During the 1960s and 1970s Carlo Lizzani made a number of interesting genre films marked by a combination of solid entertainment, social comment and commitment, a logical extension of earlier neo-realist styled works such as Achtung Banditi and Cronaca di poveri amanti into the prime years of the filone cinema.
While preceded by Il Gobbo, about Rome resistance fighter and latterly bandit Alvaro Concenza, Svegliati e Uccidi - closer to Wake Up and Kill, rather than Wake Up and Die in English translation- marks an important step in the evolution of Lizzani's crime cinema, in engaging with contemporary Italian gangsterism rather than looking back to the 1940s.
The equivalent to Concenza here is petty criminal turned public enemy number one Luciano Lutring (Robert Hoffmann), another real-life bandit, Milanese rather than Roman, who became a respected writer and painter after his release from prison.
Lutring - whose name was also sufficiently well-known to be an alternative homonymous title for the film in Italy - is a complex character with obvious personal issues. First seeking to impress night-club singer Yvonne (Lisa Gastoni), whom he soon marries, he anaesthetises himself with drink and counters his feelings of inadequacy by carrying a machine gun he hardly knows how to use.
As an impulsive amateur rather than a professional, he emerges as something of the polar opposite of his counterpart in Bandits in Milan, Pierro Cavallero, who treats crime as a rational business like any other.
While Robert Hoffman is entirely satisfactory as Lutring the best performance in the film is probably that of Gian Maria Volonte, as his nemesis cum protector Inspector Moroni.
It's a testament to Volonte's abilities that while Moroni is very different from Cavallero in the later film, both characters are utterly convincing.
Moroni is also where the film gets even more interesting in political terms. In the Italian set portions of the film we see how he allows the media to focus on Lutring at the expense of other, actually more troublesome criminals whom he wishes to divert attention from and / or lull into a false sense of security, with a pragmatic emphasis on the either / or.
Ironically their number include one gang whom the naive Lutring brings a daring plan for a daylight robbery but who then decide to carry it out by themselves shortly before the arranged time in the hope that their erstwhile colleague will arrive just as the police do and serve as the fall guy.
The social commentary continues as Lutring flees to France, as different groups within the French police compete to be the ones who bring him to book, with predictable results.

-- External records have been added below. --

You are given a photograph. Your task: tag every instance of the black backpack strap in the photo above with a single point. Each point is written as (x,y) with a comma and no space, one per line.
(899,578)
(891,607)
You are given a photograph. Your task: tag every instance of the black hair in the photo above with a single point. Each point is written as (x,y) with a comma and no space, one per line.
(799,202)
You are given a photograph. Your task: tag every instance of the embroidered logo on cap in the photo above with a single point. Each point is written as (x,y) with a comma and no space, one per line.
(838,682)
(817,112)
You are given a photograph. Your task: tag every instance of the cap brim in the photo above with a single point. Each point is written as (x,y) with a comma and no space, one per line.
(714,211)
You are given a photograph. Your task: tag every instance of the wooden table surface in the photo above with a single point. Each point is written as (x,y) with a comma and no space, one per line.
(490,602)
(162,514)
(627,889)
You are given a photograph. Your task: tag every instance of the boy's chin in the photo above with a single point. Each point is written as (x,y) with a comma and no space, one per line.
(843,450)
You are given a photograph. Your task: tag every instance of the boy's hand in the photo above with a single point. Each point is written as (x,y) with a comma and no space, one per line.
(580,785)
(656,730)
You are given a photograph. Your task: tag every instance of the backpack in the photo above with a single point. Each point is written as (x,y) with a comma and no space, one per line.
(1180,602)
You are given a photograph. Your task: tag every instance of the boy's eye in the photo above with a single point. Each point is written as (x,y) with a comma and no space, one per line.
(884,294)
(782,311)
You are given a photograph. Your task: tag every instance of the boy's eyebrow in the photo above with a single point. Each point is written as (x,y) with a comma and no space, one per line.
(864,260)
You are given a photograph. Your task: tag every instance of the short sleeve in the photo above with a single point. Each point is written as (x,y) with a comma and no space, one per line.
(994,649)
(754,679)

Given all this, Lutring's position ultimately emerges as something of a riff on Peter Lorre's character in M, as a helpless figure whom everyone else, rather than wanting out of the picture, wishes to take advantage of.
Lizzani achieves a nice balance between modes in his direction, with enough style to avoid simply being a documentary and enough documentary to effectively convey the reality of the characters and their world as part of our own. This is perhaps best realised in the nightclub scenes, which are simultaneously realistic and expressive to convey a sleazy glamour, and the set-piece robberies, as a how (not) to do it guide.
Ennio Morricone's score is beautiful in its simplicity, building tension through the use of quasi-minimalist 'cells' of piano and percussion in the suspense and action sequences and expanding out for lush vocal numbers in the nightclub scenes.
Volonte's younger brother Claudio Camaso - if anything an even more intense performer - also appears in the film.